Hezbollah acknowledged last year that it has dispatched forces to bolster Assad's troops against an uprising that began in March 2011.
The war regularly spills into Lebanon in the form of rocket fire from the Syrian side, including 10 rockets that hit the eastern Bekaa on Wednesday without causing injuries.
The jihadist Al-Nusra Front in Lebanon, which is loyal to Al-Qaeda, claimed responsibility via Twitter for five of the rocket attacks.
- Challenge for new government -
Hezbollah says its involvement is necessary to protect Lebanon from Sunni extremists, but critics accuse it of embroiling the country in Syria's conflict.

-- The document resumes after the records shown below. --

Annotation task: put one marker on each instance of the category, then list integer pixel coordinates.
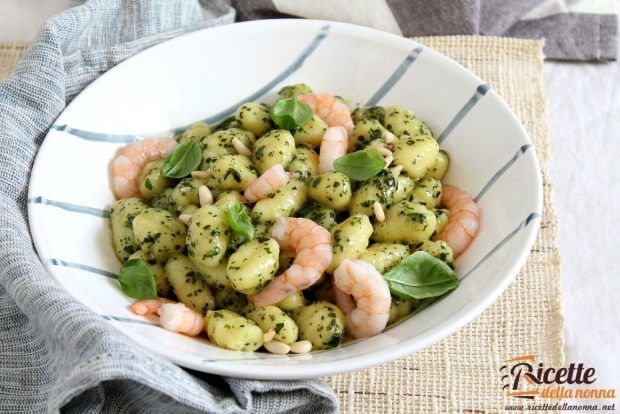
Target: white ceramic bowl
(206, 75)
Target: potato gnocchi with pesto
(291, 226)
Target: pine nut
(301, 347)
(397, 170)
(241, 148)
(384, 151)
(268, 336)
(277, 347)
(203, 175)
(205, 196)
(379, 214)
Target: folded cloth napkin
(55, 354)
(573, 30)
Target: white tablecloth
(584, 108)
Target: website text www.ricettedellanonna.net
(560, 406)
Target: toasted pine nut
(241, 148)
(268, 336)
(201, 174)
(379, 214)
(388, 137)
(205, 196)
(397, 170)
(301, 347)
(277, 347)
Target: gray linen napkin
(572, 30)
(55, 353)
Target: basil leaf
(136, 280)
(183, 160)
(290, 113)
(360, 165)
(421, 276)
(239, 221)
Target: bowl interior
(205, 75)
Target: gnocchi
(294, 263)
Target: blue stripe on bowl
(58, 262)
(505, 240)
(502, 170)
(292, 68)
(394, 77)
(70, 207)
(287, 72)
(481, 90)
(128, 320)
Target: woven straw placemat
(461, 373)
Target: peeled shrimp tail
(312, 244)
(176, 317)
(329, 109)
(127, 165)
(464, 219)
(268, 183)
(365, 284)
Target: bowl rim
(288, 372)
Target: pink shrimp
(269, 181)
(329, 109)
(313, 246)
(365, 284)
(173, 316)
(464, 219)
(177, 317)
(127, 165)
(333, 146)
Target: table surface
(584, 121)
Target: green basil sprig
(136, 280)
(421, 276)
(360, 165)
(289, 113)
(183, 160)
(239, 221)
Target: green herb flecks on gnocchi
(290, 226)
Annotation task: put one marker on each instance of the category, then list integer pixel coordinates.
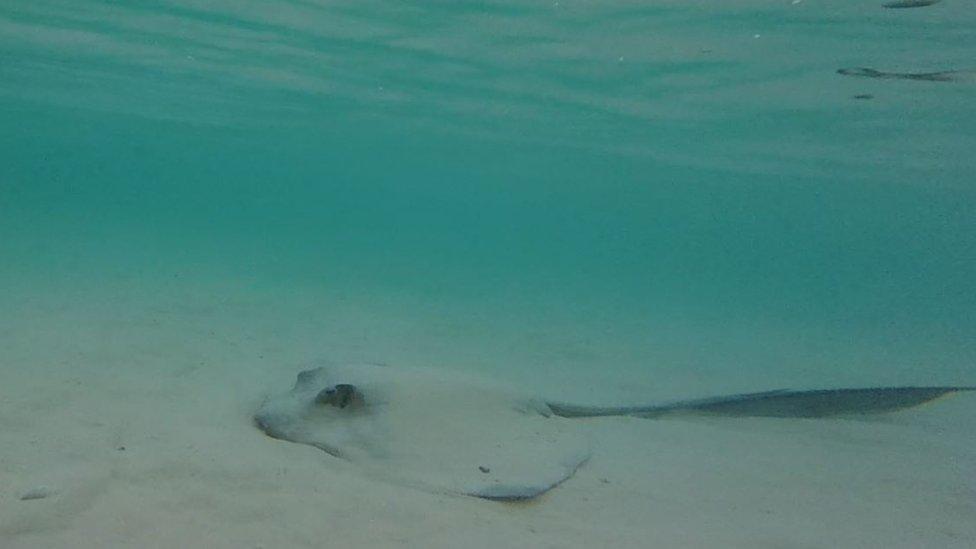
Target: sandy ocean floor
(611, 202)
(165, 455)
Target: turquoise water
(686, 194)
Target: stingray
(942, 76)
(903, 4)
(445, 432)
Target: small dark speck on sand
(37, 492)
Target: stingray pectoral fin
(529, 489)
(780, 403)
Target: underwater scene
(493, 273)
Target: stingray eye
(340, 396)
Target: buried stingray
(444, 432)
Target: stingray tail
(779, 403)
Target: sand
(126, 404)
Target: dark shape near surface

Sunni extremist have said they will target Hezbollah, which is backed by Iran, until it withdraws from Syria, and the group has seen its strongholds hit by several bomb attacks that have killed civilians.
In November, the Azzam Brigades claimed a double suicide bombing that killed at least 25 people outside the Iranian embassy, also in the Bir Hassan district.
Other attacks have targeted the southern suburbs of Beirut and the eastern town of Hermel, where Hezbollah commands widespread support.
Wednesday's bombings underlined the challenges facing Lebanon's new government, formed at the weekend after a 10-month political vacuum.
Prime Minister Tammam Salam condemned the attack, saying it was a "message reflecting the determination of the forces of evil to harm Lebanon and its children and sow discord."
"The message has been received and we will respond to it with solidarity and commitment to civil accord and rallying around our army and our security forces," he said in a statement.
US Ambassador David Hale, condemned the attacks as "abhorrent," and British Minister of State for the Middle East Hugh Robertson said "such criminal and callous attacks cannot be allowed to destabilise the country and the wider region."
For its part, Iran's foreign ministry blamed "agents" of Hezbollah's archenemy Israel.